In discussing the present findings, it is important to note several potential limitations. Although we are not aware of any systematic comparisons of the EDE-Q factor structure based on sample characteristics (like gender, age, or treatment setting), we cannot exclude that specific sociodemographic variables might, at least in part, account for the observed structural disparities. In a similar vein, we must note that factor analysis maximizes variance explanation based on sample properties, which would lead to a lower variance explanation of the same factor solution given a different sample (i.e., “shrinkage”, see [66]). Similarly, we must caution against a definitive interpretation of the “Preoccupation” and “Importance” factors, since the obtained two-item solutions are under-identified (i.e., there are fewer unique variance and co-variance estimates than parameters in the measurement models) and would thus be difficult to validate [67]. Ideally, at least three items per factor should be included for factorial validation, suggesting a need for extending the range of items in similar future investigations. Further validation of the identified structure is therefore needed.
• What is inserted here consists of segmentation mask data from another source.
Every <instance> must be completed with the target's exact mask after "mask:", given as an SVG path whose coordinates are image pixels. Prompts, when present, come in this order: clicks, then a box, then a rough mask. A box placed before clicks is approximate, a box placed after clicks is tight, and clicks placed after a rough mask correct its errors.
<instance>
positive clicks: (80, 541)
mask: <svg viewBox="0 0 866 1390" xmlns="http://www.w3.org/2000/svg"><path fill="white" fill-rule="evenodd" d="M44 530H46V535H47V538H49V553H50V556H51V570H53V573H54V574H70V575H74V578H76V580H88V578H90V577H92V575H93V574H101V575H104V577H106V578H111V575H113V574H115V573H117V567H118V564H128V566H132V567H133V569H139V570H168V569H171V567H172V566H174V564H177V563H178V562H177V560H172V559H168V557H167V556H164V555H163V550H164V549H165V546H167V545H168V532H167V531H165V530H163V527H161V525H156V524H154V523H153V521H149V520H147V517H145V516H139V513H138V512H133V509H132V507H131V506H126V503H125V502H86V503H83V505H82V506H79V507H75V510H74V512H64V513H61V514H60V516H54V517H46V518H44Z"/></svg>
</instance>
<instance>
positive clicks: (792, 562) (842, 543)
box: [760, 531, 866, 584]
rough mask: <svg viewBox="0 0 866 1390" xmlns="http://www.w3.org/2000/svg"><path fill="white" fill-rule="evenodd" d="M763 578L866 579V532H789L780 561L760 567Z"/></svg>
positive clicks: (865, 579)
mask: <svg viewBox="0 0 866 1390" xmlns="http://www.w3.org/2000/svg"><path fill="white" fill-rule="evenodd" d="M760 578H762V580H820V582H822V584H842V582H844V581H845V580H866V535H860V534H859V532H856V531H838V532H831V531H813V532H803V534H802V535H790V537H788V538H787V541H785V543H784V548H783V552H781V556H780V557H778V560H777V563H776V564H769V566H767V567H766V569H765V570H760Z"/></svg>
We further note that our sample may be considered of marginal size for conducting an EFA. Moreover, as this was a retrospective analysis, there were no further questionnaire data available (e.g., measures of muscularity), which should be included in future research to test for convergent validity. In a similar vein, we were unable to compare the patients’ responses and evaluate their ED severity using reference data, as norms for the German EDE-Q are thus far only available for general population samples [68]. The data were collected exclusively at an ED-specific clinic, which has the benefit of reducing variation among different treatment settings and other ecological determinants, while also limiting generalizability and transferability to other samples due to promoting symptom homogeneity. Another limitation is that although the diagnoses were made based on an expert clinical interview, they were not based on a standardized structured interview (such as the EDE interview). We also presented data aggregated across different ED diagnoses, limiting conclusions about the presence or absence of differences between factor structures among different diagnostic groups. Exploring these differences and commonalities ideally requires larger patient samples (> 150 per diagnostic group) and should be pursued to determine the EDE-Q factorial validity among different diagnostic groups. Further explorations may also consider including EDE-Q frequency items in addition to attitudinal items. Similar to other investigations [24, 33], we only included attitudinal items for use in EFA while excluding open-ended frequency items, although reformulation and mutual integration are viable [69]. Last but not least, because of the displayed instability in the factor structure in specific cohorts, it may be worth to investigate the diagnosis-specific EDE-Q factor structure in women (AN vs. BN. vs. BED).

Conclusions

In summary, we analyzed and presented a proposal for a factor structure of the German EDE-Q in adult inpatient men with ED. With 17 items of the original version included and the five subscales being “Restraint”, “Body Dissatisfaction”, “Weigh Concern”, “Preoccupation”, and “Importance”, the pursuit of a muscular body ideal in men may not be adequately assessed in the EDE-Q in its present form. These results add to the overall limited evidence regarding diagnostic tools available for men and may promote the development of future adequate measures.